Students from Kenya, The Gambia, Ghana, The Philippines, Honduras, Dominica and Nepal attended the United States Telecommunications Training Institute (USTTI) Amateur Radio Administration Course (ARAC) at ARRL Headquarters October 13-17. ARRL Chief Technology Officer Paul Rinaldo, W4RI, coordinated the session and led the course. ARRL Assistant to the Chief Executive Officer and Meeting Planner Lisa Kustosik, KA1UFZ, coordinated with ARRL's participation with USTTI.

ARRL Technical Relations Manager Brennan Price, N4QX, led the classes on the first day. According to Price, the students work in their respective government telecommunications offices dealing with telecommunications and Amateur Radio testing, licensing and monitoring. "Our seven students -- Fitzroy Pascal (Dominica), Purushottam Prasad Khanal (Nepal), Godfrey Odipo (Kenya), Eriberta Tamoro (The Philippines), Paola Michelle Pascua Cantarero (Honduras), Constance Takyi (Ghana) and Rodine Renner (The Gambia) -- made the trek to Newington," said Price. "The curriculum covered a wide variety of Amateur Radio topics and concerns, including licensing, spectrum requirements, disaster communications and antenna requirements." The curriculum also covered the ITU and its regulations, as well as the process leading to the next World Radiocommunication Conference 2011 (WRC-11).

"All seven students took a keen interest in how the Amateur Radio Service has developed through its history and continues to develop today," Price said. "There was a particular interest in RFI issues, and students were receptive to our ideas for resolving these issues."

Numerous ARRL HQ staff assisted with the course. VEC Manager Maria Somma, AB1FM; Assistant VEC Manager Perry Green, WY1O, and Regulatory Information Manager Dan Henderson, N1ND, covered US Amateur Radio Licensing Structure and the VEC program. Dennis Dura, K2DCD, presented the Disaster Communications module, and ARRL Publications Manager and QST Editor Steve Ford, WB8IMY, spoke on HF digital communications and Amateur Radio satellites.

ARRL Laboratory staff members -- Mike Gruber, W1MG; Bob Allison, WB1GCM; Zack Lau, W1VT, and Ed Hare, W1RFI -- also contributed to the training effort. Hare and Gruber delivered presentations on RFI and RF safety, while Lau demonstrated 10 GHz equipment. Gruber and Allison assisted the students in assembling 40 meter receivers.
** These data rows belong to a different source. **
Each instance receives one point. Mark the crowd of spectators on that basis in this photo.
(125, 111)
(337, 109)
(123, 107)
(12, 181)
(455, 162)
The Amateur Radio Administration Course is designed for those in developing countries who regulate and manage their countries' Amateur Radio Service. The course is intended to help participants create, administer and foster an Amateur Radio Service in their home countries. Now in its 26th year, USTTI is a nonprofit venture involving leading US-based communications and information technology corporations, as well as leaders in the federal government, cooperating to provide tuition-free management, policy and technical training for talented professionals from the developing world. ARRL has been offering the ARAC with USTTI for 24 years.